並行して玉村さんは、“ゆりかごワイナリー”「アルカンヴィーニュ」の設立と「千曲川ワインアカデミー」の開講に向けて精力的な活動を開始されました。
「アルカンヴィーニュ」は存続させる社会的使命があると、私に諭されたのもこの頃でした。
私も納得し、玉村さんと一緒に法人、個人のサポーター会員募集に注力しました。
それと同時に、アルカンヴィーニュの存続だけでなく、ワイン産業への人的資産の形成を通じて、千曲川ワインバレー東地区の地域発展への可能性を確信しました。
開業まもない「アルカンヴィーニュ」で、『千曲川ワインアカデミー』が2015年5月開講。
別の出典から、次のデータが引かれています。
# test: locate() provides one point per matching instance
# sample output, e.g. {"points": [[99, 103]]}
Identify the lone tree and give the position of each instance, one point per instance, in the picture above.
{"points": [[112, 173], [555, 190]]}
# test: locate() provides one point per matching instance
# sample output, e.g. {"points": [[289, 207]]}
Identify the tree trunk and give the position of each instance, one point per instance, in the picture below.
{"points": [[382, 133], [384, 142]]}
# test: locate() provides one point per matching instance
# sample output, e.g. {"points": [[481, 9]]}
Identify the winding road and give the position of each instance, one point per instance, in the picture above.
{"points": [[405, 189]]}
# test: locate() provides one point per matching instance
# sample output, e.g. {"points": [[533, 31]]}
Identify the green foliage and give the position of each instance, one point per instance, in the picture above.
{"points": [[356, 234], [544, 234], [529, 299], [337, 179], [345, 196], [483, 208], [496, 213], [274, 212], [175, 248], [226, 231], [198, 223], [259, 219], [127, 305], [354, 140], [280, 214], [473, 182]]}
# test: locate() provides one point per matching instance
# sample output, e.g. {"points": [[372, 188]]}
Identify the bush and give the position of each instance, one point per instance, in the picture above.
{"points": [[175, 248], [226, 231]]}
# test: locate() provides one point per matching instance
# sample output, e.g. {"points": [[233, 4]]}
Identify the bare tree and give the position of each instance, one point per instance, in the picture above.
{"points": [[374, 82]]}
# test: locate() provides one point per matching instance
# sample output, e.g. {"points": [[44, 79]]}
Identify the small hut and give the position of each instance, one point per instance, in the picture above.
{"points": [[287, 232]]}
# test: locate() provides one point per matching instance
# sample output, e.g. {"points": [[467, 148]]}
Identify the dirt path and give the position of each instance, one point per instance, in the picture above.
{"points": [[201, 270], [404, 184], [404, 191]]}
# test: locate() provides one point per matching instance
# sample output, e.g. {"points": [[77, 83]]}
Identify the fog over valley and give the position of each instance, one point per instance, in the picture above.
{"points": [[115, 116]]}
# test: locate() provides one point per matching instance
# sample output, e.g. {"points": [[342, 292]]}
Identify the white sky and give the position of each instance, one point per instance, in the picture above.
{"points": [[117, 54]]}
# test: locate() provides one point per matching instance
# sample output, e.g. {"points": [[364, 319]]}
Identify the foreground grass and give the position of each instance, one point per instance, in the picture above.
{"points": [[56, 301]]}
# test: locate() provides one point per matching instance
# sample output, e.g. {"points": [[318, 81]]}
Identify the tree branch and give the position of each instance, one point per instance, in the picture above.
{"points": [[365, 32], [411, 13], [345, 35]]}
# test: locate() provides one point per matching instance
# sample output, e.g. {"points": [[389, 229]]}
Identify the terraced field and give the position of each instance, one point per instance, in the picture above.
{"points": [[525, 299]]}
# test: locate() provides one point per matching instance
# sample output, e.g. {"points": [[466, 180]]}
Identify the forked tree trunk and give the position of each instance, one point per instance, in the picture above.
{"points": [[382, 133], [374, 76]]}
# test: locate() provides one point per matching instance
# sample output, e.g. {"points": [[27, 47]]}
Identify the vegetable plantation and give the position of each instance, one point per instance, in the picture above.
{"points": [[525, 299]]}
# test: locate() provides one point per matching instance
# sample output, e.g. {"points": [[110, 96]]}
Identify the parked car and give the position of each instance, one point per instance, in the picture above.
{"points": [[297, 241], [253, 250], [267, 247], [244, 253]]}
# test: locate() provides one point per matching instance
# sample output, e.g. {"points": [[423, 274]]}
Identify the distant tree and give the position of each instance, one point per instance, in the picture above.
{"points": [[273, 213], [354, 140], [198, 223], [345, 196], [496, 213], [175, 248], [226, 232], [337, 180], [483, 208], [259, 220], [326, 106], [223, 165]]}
以来1期生から4期生まで91名が修了し、その半数近くは圃場を確保し、ブドウ栽培に取り組んでいることは既に皆さまにお伝えした通りです。現在は5期生35名が研修中です。
玉村さんが仰った、アルカンヴィーニュの社会的使命は、見事に実証されつつあります。
特にアカデミーを卒業した生産者が、自らの圃場を求めて、千曲川流域に散らばり、縦割り行政の壁を超えて連帯し活動する姿は力強く、今やワイングロワーが地域をつなぐ尖兵役を務めております。
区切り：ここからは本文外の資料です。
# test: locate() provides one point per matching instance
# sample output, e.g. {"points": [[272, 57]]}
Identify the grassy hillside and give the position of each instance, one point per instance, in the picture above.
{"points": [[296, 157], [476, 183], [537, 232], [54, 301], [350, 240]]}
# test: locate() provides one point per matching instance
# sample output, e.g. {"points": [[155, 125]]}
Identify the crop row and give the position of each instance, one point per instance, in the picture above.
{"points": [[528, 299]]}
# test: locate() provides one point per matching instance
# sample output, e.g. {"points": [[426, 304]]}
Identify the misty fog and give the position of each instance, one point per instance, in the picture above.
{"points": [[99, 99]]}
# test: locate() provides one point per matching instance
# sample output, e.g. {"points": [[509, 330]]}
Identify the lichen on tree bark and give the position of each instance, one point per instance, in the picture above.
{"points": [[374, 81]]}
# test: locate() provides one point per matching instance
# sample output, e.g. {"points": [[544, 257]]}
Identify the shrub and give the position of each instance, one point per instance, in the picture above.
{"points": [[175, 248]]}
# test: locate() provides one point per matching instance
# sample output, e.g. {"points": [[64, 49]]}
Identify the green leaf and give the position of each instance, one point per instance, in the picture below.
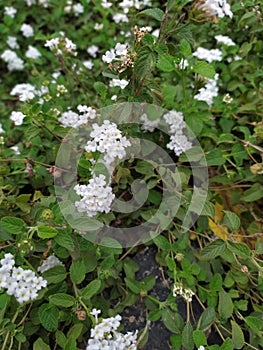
{"points": [[185, 48], [86, 224], [239, 249], [46, 231], [48, 315], [199, 338], [172, 321], [166, 63], [231, 220], [56, 274], [206, 319], [254, 323], [12, 224], [225, 305], [40, 345], [101, 88], [227, 345], [253, 194], [205, 69], [77, 271], [214, 249], [144, 63], [75, 331], [91, 289], [61, 299], [187, 337], [237, 336], [153, 13]]}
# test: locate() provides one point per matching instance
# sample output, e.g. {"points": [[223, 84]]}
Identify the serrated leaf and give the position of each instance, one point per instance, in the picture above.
{"points": [[172, 321], [199, 338], [237, 336], [12, 224], [231, 220], [227, 345], [62, 299], [214, 249], [55, 275], [91, 289], [86, 224], [187, 337], [225, 305], [206, 319], [166, 63], [205, 69], [48, 315], [239, 249], [46, 231], [153, 13], [77, 271]]}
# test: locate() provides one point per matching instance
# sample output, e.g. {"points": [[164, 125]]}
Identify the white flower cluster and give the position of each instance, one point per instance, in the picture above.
{"points": [[108, 140], [119, 53], [43, 3], [218, 8], [12, 60], [10, 11], [32, 52], [208, 55], [27, 30], [147, 124], [61, 45], [105, 335], [75, 120], [77, 9], [17, 117], [224, 40], [183, 292], [93, 50], [179, 143], [50, 262], [23, 284], [97, 196], [27, 92], [209, 91]]}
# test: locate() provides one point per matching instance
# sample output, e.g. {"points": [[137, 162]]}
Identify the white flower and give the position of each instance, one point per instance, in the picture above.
{"points": [[32, 52], [12, 42], [17, 117], [149, 125], [225, 40], [106, 4], [27, 30], [50, 262], [88, 64], [97, 196], [209, 91], [23, 284], [121, 49], [121, 83], [208, 55], [92, 50], [120, 17], [78, 9], [109, 56], [25, 92], [10, 11], [13, 61]]}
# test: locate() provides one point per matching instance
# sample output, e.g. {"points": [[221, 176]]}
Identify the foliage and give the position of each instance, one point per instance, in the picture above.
{"points": [[218, 257]]}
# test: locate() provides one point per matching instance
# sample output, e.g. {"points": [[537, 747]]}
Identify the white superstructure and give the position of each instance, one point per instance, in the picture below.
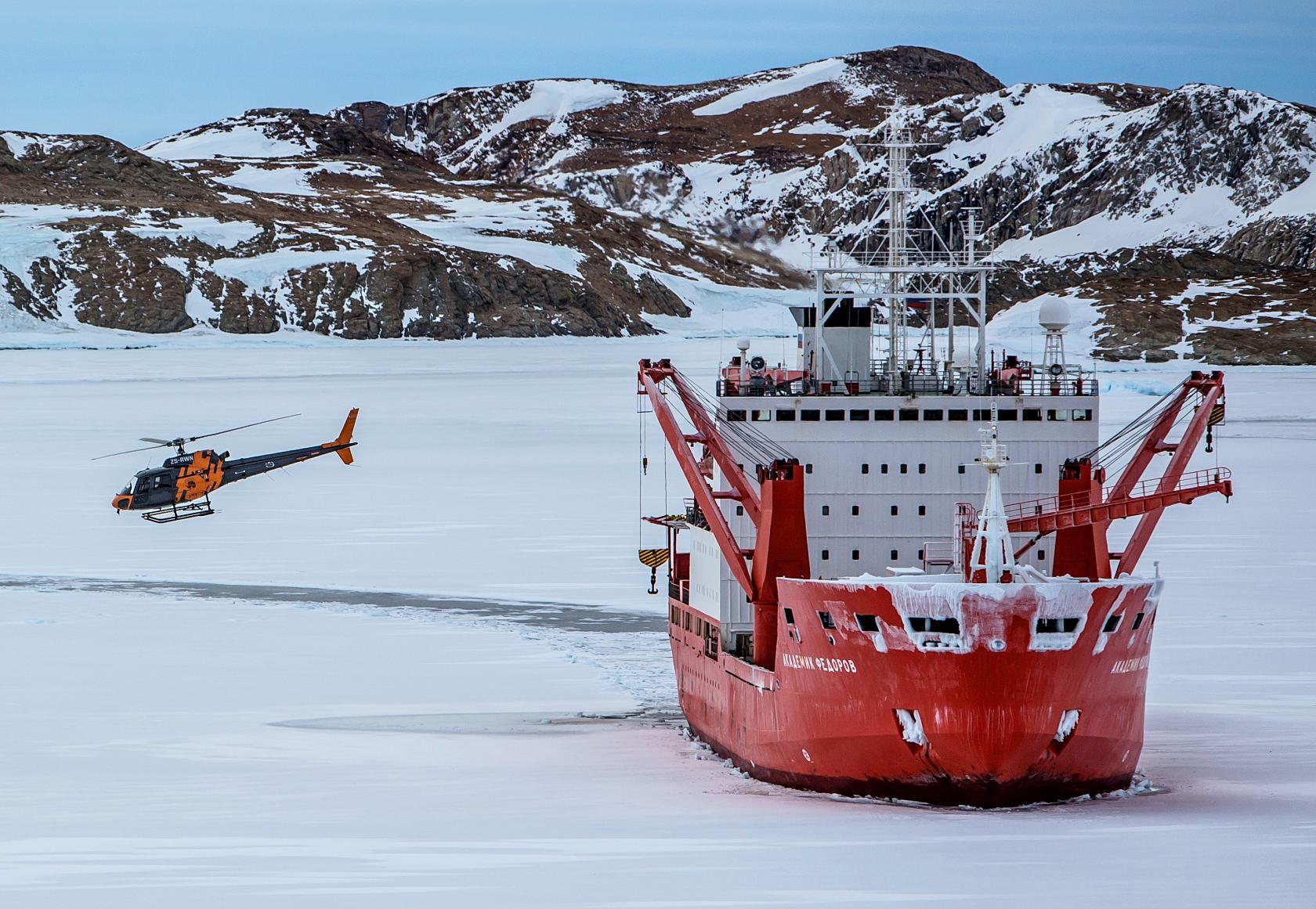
{"points": [[884, 409]]}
さらに4期生からは、講義が土日になり、将来のワイングロワーのみならず、すでにワイン関連事業の事業家や専門家も入校しており、ワイン産業に関連するサービス事業の起業家も、続々誕生しそうです。
ワイン産業クラスターも期待できます。
アルカンヴィーニュが設立された翌年2016年3月に、アルカンヴィーニュ法人、個人サポーター会員中心に、アルカンヴィーニュフォーラム「千曲川ワイン倶楽部」(以下CWC)が、発足しました。
4年目に入ったCWCは、現在アカデミーを卒業した生産者のうち、「CWCアソシエイツ」に登録した50名にフォーカスした支援活動に取り組んでおります。
~ 上田・東御・小諸3市連携の重要性 ~
特にこの地域のワイン産業振興にとって、中心となる小諸市、東御市、上田市の3市連携は不可欠と、早い段階で私は判断し、機会を捉えながら3市長には、繰り返し繰り返し連携に向けた提言活動を継続してきました。
46年の歴史を持つマンズワイン社小諸ワイナリーを持ち、新たに眺望に優れた糠地地区と御牧ケ原地区を戦略拠点として、圃場拡大とワイナリーの開設を目指す小諸市。
ワイン特区を県内で最初に取得し、ヴィラデストワイナリーを皮切りに、今や二桁のワイナリー数に急増中の東御市は、さらに御堂地区の本州最大規模の約28haのワイン用ブドウ団地の第一工区で、今春より植栽が始まりました。
3~4年後は、東御市のワインぶどう圃場面積は、現在の41haから70haに拡大します。
そして悲願であったメルシャン社椀子ワイナリーの開業を9月21日に控えた上田市は、主に千曲川左岸のマンズワイン東山ヴィンヤード、メルシャンマリコヴィンヤード中心に発展しそうです。
それぞれのまちが、日本を代表するプレミアムワインブランド「ソラリス」「ヴィニュロンズリザーブ」「マリコヴィンヤード」をもち、3市が隣接しあい、しかも東京にも近い好立地です。
この3市に刺激され、隣接する広域ワイン特区他市町村にも、ワイングロワーが多数入植し、ヴィンヤードの拡張とワイナリー設立が相次いでいます。
3市を中心に、広域ワイン特区全体で、ワインのクオリティを担保するしくみを導入して、《千曲川プレミアムワイン銘醸地》としての地域ブランディングに取り組むタイミングに入ったと判断しております。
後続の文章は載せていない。